From the experimental data [26], it is evident that the asters never coalesce into a single aster even after many hours, which are orders of magnitude longer than the maximum timescales of our simulations. Therefore, it remains unclear whether the heterogeneous multi-aster state is a steady state or an arrested state. It is an important theoretical question, which will help us characterize the coarsening of topological defects in active polar system and contrast it with the equilibrium systems. Specifically, it was recently shown that a spontaneous proliferation of defects into multi-aster state destroys order in 2D active polar fluids without number conservation [31]. In that context, if the multi-aster state is an arrested state, we expect the order of the flocking state to be restored at long times.
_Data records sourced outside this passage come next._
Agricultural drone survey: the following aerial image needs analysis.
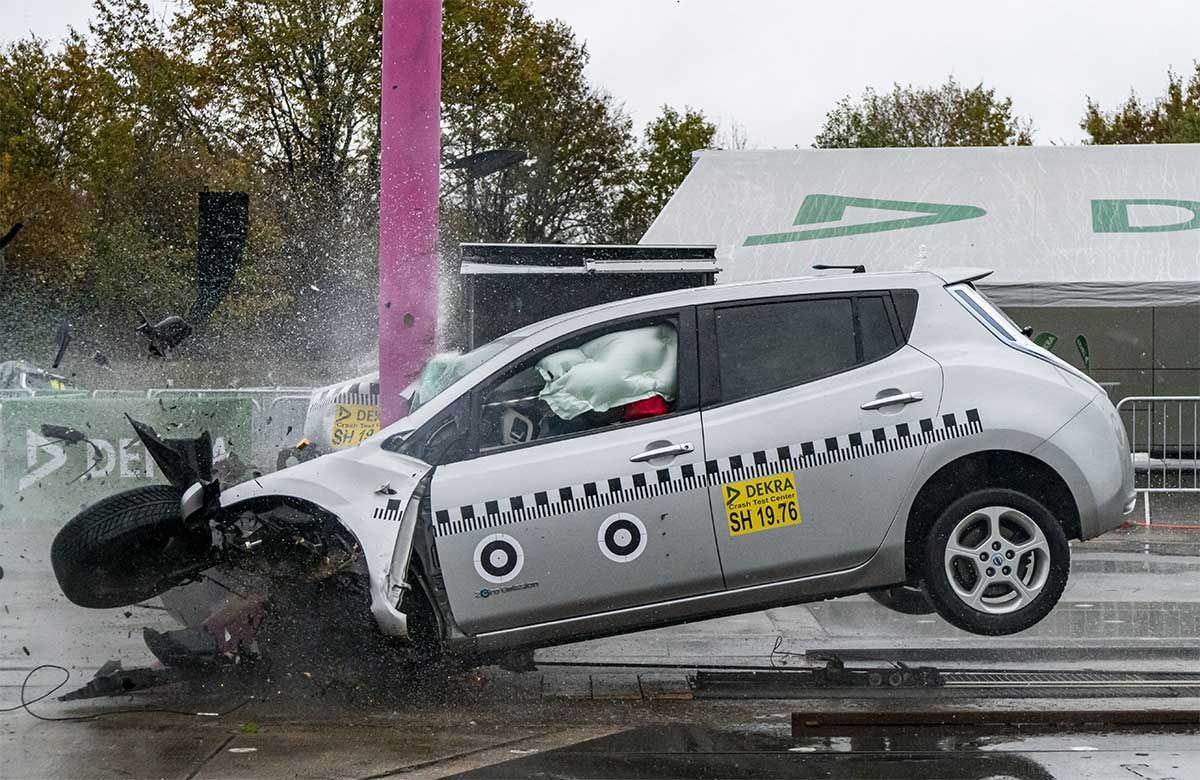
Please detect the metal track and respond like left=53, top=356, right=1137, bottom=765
left=942, top=671, right=1200, bottom=688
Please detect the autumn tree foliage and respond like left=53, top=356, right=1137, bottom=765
left=1079, top=62, right=1200, bottom=144
left=812, top=78, right=1033, bottom=149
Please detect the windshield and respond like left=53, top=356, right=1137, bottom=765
left=408, top=336, right=521, bottom=414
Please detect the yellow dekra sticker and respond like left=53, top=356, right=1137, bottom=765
left=329, top=403, right=379, bottom=449
left=721, top=473, right=800, bottom=536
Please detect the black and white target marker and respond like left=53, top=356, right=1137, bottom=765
left=596, top=512, right=646, bottom=563
left=475, top=534, right=524, bottom=584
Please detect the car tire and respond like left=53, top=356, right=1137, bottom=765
left=866, top=586, right=936, bottom=614
left=920, top=488, right=1070, bottom=636
left=50, top=485, right=209, bottom=608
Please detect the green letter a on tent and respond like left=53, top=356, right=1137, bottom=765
left=744, top=194, right=988, bottom=246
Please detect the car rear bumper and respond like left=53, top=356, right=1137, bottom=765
left=1033, top=395, right=1138, bottom=539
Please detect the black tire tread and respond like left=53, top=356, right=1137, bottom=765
left=920, top=487, right=1070, bottom=636
left=50, top=485, right=181, bottom=608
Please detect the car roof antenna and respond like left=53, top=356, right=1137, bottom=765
left=812, top=264, right=866, bottom=274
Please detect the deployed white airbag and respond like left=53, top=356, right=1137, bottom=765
left=538, top=325, right=679, bottom=420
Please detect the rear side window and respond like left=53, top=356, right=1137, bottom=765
left=716, top=298, right=858, bottom=402
left=858, top=295, right=900, bottom=362
left=892, top=289, right=917, bottom=341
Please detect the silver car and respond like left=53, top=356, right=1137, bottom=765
left=56, top=270, right=1135, bottom=659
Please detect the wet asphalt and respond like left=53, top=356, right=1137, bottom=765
left=0, top=504, right=1200, bottom=780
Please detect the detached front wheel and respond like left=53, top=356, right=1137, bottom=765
left=923, top=488, right=1070, bottom=636
left=50, top=485, right=211, bottom=608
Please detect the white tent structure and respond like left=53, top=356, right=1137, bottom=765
left=641, top=144, right=1200, bottom=307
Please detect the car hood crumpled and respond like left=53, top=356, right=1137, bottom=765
left=221, top=443, right=431, bottom=636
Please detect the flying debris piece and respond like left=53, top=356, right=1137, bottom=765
left=42, top=422, right=104, bottom=485
left=50, top=319, right=71, bottom=368
left=42, top=422, right=88, bottom=444
left=136, top=308, right=192, bottom=360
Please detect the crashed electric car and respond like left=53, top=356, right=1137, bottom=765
left=53, top=271, right=1134, bottom=662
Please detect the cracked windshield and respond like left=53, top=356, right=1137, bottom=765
left=0, top=0, right=1200, bottom=780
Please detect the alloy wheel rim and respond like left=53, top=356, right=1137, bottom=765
left=944, top=506, right=1050, bottom=614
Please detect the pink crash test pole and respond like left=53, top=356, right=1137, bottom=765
left=379, top=0, right=442, bottom=425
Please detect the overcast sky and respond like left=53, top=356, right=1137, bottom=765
left=9, top=0, right=1200, bottom=148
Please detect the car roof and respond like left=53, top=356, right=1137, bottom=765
left=508, top=268, right=974, bottom=338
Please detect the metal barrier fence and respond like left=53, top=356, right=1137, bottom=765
left=1117, top=396, right=1200, bottom=526
left=80, top=385, right=313, bottom=472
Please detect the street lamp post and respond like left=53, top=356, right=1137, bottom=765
left=379, top=0, right=442, bottom=425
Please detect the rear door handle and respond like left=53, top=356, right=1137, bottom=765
left=629, top=442, right=696, bottom=463
left=859, top=390, right=925, bottom=410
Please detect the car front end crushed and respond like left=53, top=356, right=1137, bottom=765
left=220, top=443, right=430, bottom=638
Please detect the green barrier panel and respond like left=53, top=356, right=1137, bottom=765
left=0, top=396, right=253, bottom=523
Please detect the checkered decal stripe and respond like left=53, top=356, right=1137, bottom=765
left=372, top=498, right=403, bottom=522
left=436, top=409, right=983, bottom=536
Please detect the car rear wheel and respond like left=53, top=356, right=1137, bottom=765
left=922, top=488, right=1070, bottom=636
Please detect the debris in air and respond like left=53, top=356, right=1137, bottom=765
left=136, top=308, right=192, bottom=360
left=50, top=319, right=71, bottom=368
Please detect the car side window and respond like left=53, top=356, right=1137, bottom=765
left=476, top=316, right=679, bottom=454
left=716, top=298, right=858, bottom=401
left=706, top=292, right=905, bottom=402
left=856, top=295, right=900, bottom=362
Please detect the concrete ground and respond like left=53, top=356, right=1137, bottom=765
left=0, top=494, right=1200, bottom=780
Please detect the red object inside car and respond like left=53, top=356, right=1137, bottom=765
left=622, top=396, right=670, bottom=422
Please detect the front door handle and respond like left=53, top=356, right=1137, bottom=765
left=859, top=390, right=925, bottom=410
left=629, top=442, right=696, bottom=463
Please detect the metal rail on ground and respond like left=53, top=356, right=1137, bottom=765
left=1117, top=396, right=1200, bottom=528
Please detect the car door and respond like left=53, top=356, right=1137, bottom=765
left=431, top=307, right=722, bottom=634
left=700, top=290, right=945, bottom=588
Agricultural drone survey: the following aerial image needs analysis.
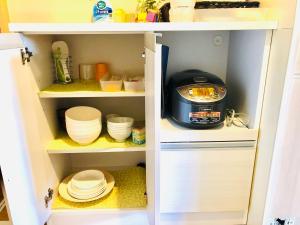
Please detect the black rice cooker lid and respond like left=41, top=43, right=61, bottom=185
left=169, top=70, right=227, bottom=103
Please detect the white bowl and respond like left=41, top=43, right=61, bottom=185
left=107, top=117, right=134, bottom=128
left=65, top=106, right=102, bottom=145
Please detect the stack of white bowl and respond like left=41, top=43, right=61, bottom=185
left=67, top=170, right=107, bottom=200
left=65, top=106, right=102, bottom=145
left=107, top=116, right=134, bottom=142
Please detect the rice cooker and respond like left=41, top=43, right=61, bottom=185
left=167, top=70, right=227, bottom=129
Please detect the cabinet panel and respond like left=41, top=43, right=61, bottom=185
left=160, top=148, right=255, bottom=213
left=295, top=41, right=300, bottom=75
left=145, top=33, right=162, bottom=225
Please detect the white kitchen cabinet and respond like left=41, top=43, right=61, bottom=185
left=160, top=142, right=255, bottom=214
left=0, top=15, right=292, bottom=225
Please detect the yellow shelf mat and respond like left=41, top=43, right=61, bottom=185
left=52, top=167, right=147, bottom=209
left=42, top=80, right=101, bottom=92
left=47, top=132, right=145, bottom=151
left=0, top=207, right=9, bottom=221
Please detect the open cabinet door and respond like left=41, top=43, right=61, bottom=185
left=0, top=34, right=50, bottom=225
left=145, top=33, right=162, bottom=225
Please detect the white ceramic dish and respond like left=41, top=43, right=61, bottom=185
left=65, top=106, right=102, bottom=145
left=71, top=170, right=105, bottom=190
left=58, top=171, right=115, bottom=202
left=67, top=185, right=106, bottom=200
left=107, top=117, right=134, bottom=128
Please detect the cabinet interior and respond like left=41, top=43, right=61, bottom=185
left=23, top=30, right=269, bottom=211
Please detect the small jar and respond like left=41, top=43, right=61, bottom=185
left=132, top=127, right=146, bottom=145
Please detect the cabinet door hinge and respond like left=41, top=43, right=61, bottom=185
left=45, top=188, right=53, bottom=208
left=21, top=47, right=33, bottom=65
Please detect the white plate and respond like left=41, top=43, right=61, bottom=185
left=67, top=181, right=107, bottom=196
left=58, top=171, right=115, bottom=202
left=71, top=170, right=105, bottom=190
left=68, top=185, right=106, bottom=200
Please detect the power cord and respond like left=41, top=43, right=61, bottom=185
left=226, top=109, right=249, bottom=127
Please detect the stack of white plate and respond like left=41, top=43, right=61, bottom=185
left=68, top=170, right=107, bottom=200
left=59, top=170, right=114, bottom=202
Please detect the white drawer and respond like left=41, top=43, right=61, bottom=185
left=160, top=147, right=255, bottom=213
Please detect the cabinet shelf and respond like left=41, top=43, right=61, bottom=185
left=47, top=133, right=146, bottom=154
left=39, top=80, right=145, bottom=98
left=160, top=119, right=258, bottom=143
left=52, top=167, right=147, bottom=212
left=9, top=18, right=277, bottom=34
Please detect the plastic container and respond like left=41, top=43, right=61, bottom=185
left=79, top=64, right=96, bottom=80
left=124, top=76, right=145, bottom=92
left=96, top=63, right=109, bottom=81
left=170, top=0, right=196, bottom=9
left=169, top=7, right=195, bottom=22
left=100, top=76, right=123, bottom=92
left=132, top=127, right=146, bottom=145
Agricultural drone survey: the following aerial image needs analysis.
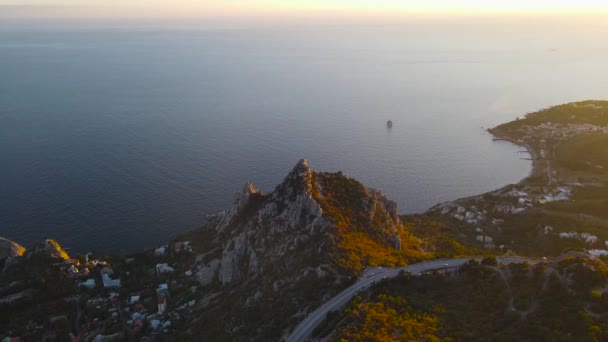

Whereas if the multi-aster state is a true steady state, then the ordered state is truly metastable. For our model, understanding this question will be important to understand the coarsening kinetics. In particular, we need to confirm whether the power law relaxation to the final state is a true relaxation to the steady state. The details are important and remains to be worked out in the future.

Pragmatically, the distinction between an arrested metastable state and a steady state should be judged based on the relevant timescales of the problem. For a biological system, the important timescales are not the timescale to reach the final state, but the timescales of signaling, which are often much shorter than the time to relax to the final state. Similar considerations may apply even when we consider a material made out of active polar filaments, where the timescales of perturbations maybe much shorter than the relaxation timescales. As we have shown, there is excellent correspondence between experiments on actomyosin cortex and our model. Therefore, various predictions from our model, such as the phase transition in the intensity distribution, can be easily tested in existing experimental systems. The theory itself will be useful to understand general 2D active polar systems. Especially, the dynamics of multiple topological defects will prove to be useful to understand the mechanical and the rheological properties of these materials. These questions will be addressed elsewhere.